KINGSTOWN, St. Vincent – A lawyer for the Ottley Hall Commission of Inquiry has undertaken not to commence any hearing of the inquiry that may affect former Prime Minister Sir James Mitchell until the hearing of an appeal, expected sometime next year.
Attorney Joseph Delves gave the undertaking on behalf of Ephraim Fancis Georges and the court granted a consent order, sources tell I-Witness News.
Louise Mitchell Joseph appeared before the court on behalf of Sir James — her father — seeking a stay of proceedings of the Inquiry until the hearing of the appeal brought by Sir James.
The substance of the appeal is the claim by Sir James that the Inquiry is politically motivated and biased and as such should be quashed.
Sir James lost the case at the High Court during a hearing before Justice Gertel Thom.
The appeal is expected to be heard in 2012.
The Inquiry was launched in 2003 to inquire into the facts and circumstances of the Ottley Hall and Union Island Projects.

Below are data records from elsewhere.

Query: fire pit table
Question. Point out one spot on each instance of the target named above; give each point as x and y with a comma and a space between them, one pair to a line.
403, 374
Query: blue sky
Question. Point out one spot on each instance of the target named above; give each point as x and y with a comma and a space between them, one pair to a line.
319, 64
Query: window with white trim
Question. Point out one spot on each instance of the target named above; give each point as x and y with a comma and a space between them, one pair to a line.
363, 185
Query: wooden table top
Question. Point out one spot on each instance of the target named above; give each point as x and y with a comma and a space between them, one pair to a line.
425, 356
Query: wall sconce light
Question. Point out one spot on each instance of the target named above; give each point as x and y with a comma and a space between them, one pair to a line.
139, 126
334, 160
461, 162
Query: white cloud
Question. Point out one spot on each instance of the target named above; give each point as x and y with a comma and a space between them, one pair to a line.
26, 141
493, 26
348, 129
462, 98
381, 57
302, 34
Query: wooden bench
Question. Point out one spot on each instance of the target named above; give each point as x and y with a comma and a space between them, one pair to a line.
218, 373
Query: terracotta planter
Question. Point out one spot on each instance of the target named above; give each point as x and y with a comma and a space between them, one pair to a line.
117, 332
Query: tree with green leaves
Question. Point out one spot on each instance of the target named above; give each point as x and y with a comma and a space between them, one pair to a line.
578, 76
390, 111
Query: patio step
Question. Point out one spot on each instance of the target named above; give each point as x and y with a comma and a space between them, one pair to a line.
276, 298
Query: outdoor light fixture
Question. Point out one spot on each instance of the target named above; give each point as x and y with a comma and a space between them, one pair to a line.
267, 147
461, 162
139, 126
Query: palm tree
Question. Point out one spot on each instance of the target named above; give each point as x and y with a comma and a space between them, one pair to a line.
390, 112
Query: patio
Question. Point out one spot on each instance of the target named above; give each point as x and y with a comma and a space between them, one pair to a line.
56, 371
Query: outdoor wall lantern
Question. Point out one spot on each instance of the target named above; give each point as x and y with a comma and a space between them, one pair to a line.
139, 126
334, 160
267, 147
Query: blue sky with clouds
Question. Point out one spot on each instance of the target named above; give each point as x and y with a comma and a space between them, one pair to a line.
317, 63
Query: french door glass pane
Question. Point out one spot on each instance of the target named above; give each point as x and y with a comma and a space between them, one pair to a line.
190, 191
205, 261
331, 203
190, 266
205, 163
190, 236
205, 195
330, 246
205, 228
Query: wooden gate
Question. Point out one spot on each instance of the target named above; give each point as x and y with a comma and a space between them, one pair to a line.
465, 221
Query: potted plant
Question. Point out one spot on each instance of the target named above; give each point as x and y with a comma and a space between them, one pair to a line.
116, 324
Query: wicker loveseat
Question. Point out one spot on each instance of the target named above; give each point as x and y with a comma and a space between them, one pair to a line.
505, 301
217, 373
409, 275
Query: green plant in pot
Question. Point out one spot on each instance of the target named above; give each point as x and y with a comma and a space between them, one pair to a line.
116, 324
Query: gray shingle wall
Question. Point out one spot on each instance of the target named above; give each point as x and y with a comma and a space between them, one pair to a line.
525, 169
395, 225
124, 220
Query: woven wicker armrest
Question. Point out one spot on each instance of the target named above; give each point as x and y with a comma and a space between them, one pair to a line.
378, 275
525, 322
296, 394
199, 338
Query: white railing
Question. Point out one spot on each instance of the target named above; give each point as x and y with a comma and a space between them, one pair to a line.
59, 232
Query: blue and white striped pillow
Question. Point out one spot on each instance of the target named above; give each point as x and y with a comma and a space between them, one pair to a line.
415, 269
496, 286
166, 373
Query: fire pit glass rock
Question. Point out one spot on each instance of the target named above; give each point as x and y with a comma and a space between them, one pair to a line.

The marina, which was build in 1993 when Mitchell’s New Democratic Party was in office, was subsequently valued at between EC$3.5 million and EC$7 million but left the nation with a debt of EC$200 million.
This country has so far spent EC$3.79 million in its eight-year-old attempt to find out who, if anyone, is culpable for discrepancies between the amount of money reportedly spent on the project and its actual value.
The Inquiry was instrumental in the Dr. Ralph Gonsalves’ Unity Labour Party government securing debt relief when the country still owed EC$180 million on the project constructed by the New Democratic Party administration under Sir James’ leadership.